XI ICCEES World Congress

Tashkent as Crossroads of Revolutionaries, 1918–1922

Thu24 Jul11:25am(20 mins)
Where:
Room 2
Presenter:
Adeeb Khalid

Authors

Adeeb Khalid11 Carleton College, United States

Discussion

In 1920, Tashkent was a crossroads of revolutions. The Russian revolution had energized and radicalized many Muslims in the Russian empire, while the chaotic end of the Great War had thrown open borders that had been largely stable since the 1880s. Tashkent was the scene of feverish activity among local Muslims who had joined the new regime and hoped to mould it to their own ends. Overthrowing empire, locally and worldwide, shaped their political aspirations and the political and intellectual life of the city was abuzz with ideas of a global anticolonial struggle. They were joined by numerous other groups, each discontented with the status quo in their societies: Ottoman prisoners of war seeking to return to Anatolia; emissaries of the anti-Entente resistance in Anatolia; Iranians seeking solutions to their country’s fragmentation; and, finally, hundreds of Indians, the vast majority of them Muslim, seeking to cast off British rule in India.

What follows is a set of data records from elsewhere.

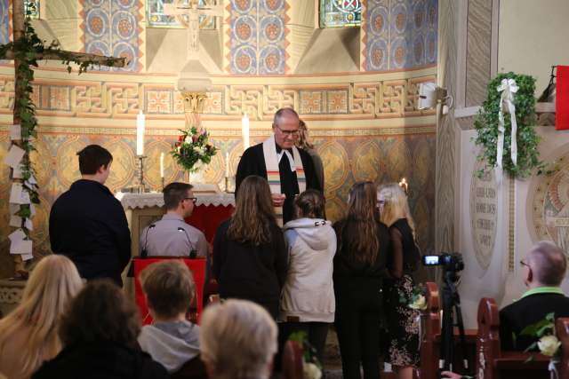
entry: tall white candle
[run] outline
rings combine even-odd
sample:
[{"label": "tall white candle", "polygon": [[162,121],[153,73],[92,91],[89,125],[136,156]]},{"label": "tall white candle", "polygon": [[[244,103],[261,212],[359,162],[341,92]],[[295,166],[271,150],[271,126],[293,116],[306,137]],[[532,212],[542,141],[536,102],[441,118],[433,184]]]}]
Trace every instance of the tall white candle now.
[{"label": "tall white candle", "polygon": [[225,178],[229,178],[229,153],[225,154]]},{"label": "tall white candle", "polygon": [[136,115],[136,154],[144,155],[144,114],[141,110]]},{"label": "tall white candle", "polygon": [[160,178],[164,178],[164,153],[160,153]]},{"label": "tall white candle", "polygon": [[241,119],[241,136],[243,137],[243,151],[249,148],[249,117],[247,114]]}]

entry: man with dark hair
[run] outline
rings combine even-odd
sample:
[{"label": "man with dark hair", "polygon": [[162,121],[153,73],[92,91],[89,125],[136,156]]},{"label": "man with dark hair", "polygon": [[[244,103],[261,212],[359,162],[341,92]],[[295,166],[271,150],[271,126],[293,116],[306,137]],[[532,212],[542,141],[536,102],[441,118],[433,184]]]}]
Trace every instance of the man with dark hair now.
[{"label": "man with dark hair", "polygon": [[263,143],[243,153],[236,176],[236,193],[250,175],[266,178],[279,224],[293,219],[294,196],[312,188],[323,191],[310,155],[294,146],[299,138],[300,119],[293,108],[275,114],[273,134]]},{"label": "man with dark hair", "polygon": [[81,277],[110,278],[122,286],[121,272],[131,258],[131,233],[120,201],[104,186],[113,156],[98,145],[77,153],[81,179],[52,206],[50,242],[68,257]]},{"label": "man with dark hair", "polygon": [[141,256],[207,256],[205,236],[184,221],[194,211],[196,199],[192,188],[191,185],[177,182],[170,183],[164,188],[166,214],[160,221],[142,231],[140,244]]},{"label": "man with dark hair", "polygon": [[523,351],[532,344],[535,338],[520,336],[520,332],[545,319],[548,313],[555,313],[556,319],[569,317],[569,298],[559,287],[567,268],[563,250],[542,241],[532,248],[520,264],[524,266],[524,281],[529,290],[500,311],[502,350]]}]

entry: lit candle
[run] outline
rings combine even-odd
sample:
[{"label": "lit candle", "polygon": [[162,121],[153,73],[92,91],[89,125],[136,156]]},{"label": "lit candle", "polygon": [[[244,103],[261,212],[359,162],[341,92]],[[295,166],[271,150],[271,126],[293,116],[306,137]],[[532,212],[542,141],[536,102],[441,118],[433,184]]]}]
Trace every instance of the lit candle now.
[{"label": "lit candle", "polygon": [[160,153],[160,178],[164,178],[164,153]]},{"label": "lit candle", "polygon": [[144,114],[141,110],[136,115],[136,154],[144,155]]},{"label": "lit candle", "polygon": [[229,153],[225,154],[225,178],[229,178]]},{"label": "lit candle", "polygon": [[249,148],[249,117],[247,114],[241,119],[241,136],[243,137],[243,151]]}]

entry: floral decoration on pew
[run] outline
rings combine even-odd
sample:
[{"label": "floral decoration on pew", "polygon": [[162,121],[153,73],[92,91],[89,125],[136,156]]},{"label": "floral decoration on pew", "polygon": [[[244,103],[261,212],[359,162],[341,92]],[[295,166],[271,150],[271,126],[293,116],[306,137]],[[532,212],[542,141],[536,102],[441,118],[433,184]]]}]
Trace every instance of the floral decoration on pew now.
[{"label": "floral decoration on pew", "polygon": [[218,148],[210,144],[207,130],[192,127],[180,131],[182,134],[170,152],[178,164],[188,172],[197,172],[210,164]]},{"label": "floral decoration on pew", "polygon": [[[555,335],[555,315],[553,312],[548,313],[545,319],[541,321],[525,327],[520,335],[539,338],[538,341],[529,345],[525,351],[535,349],[537,346],[541,354],[552,357],[554,360],[559,358],[561,342]],[[533,356],[531,359],[533,359]]]},{"label": "floral decoration on pew", "polygon": [[427,288],[423,284],[419,284],[413,288],[411,291],[411,297],[408,299],[401,294],[399,297],[399,302],[402,304],[406,304],[407,306],[411,309],[415,309],[418,311],[424,311],[427,309],[427,298],[425,295],[427,294]]},{"label": "floral decoration on pew", "polygon": [[294,332],[289,341],[297,342],[302,346],[302,372],[304,379],[320,379],[322,377],[322,364],[317,358],[317,351],[309,342],[306,332]]}]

     Based on extensive research in archives in Tashkent and Moscow, this paper will focus on the Indian revolutionaries and their experience with other Muslims. It was a moment of radical transnational anticolonialism that created both solidarities and mutual incomprehension, as different groups pursued analogous but distinct goals. The moment was short lived but it can tell us a lot about the multiple ways in which revolution was understood by anticolonial Muslims at that time.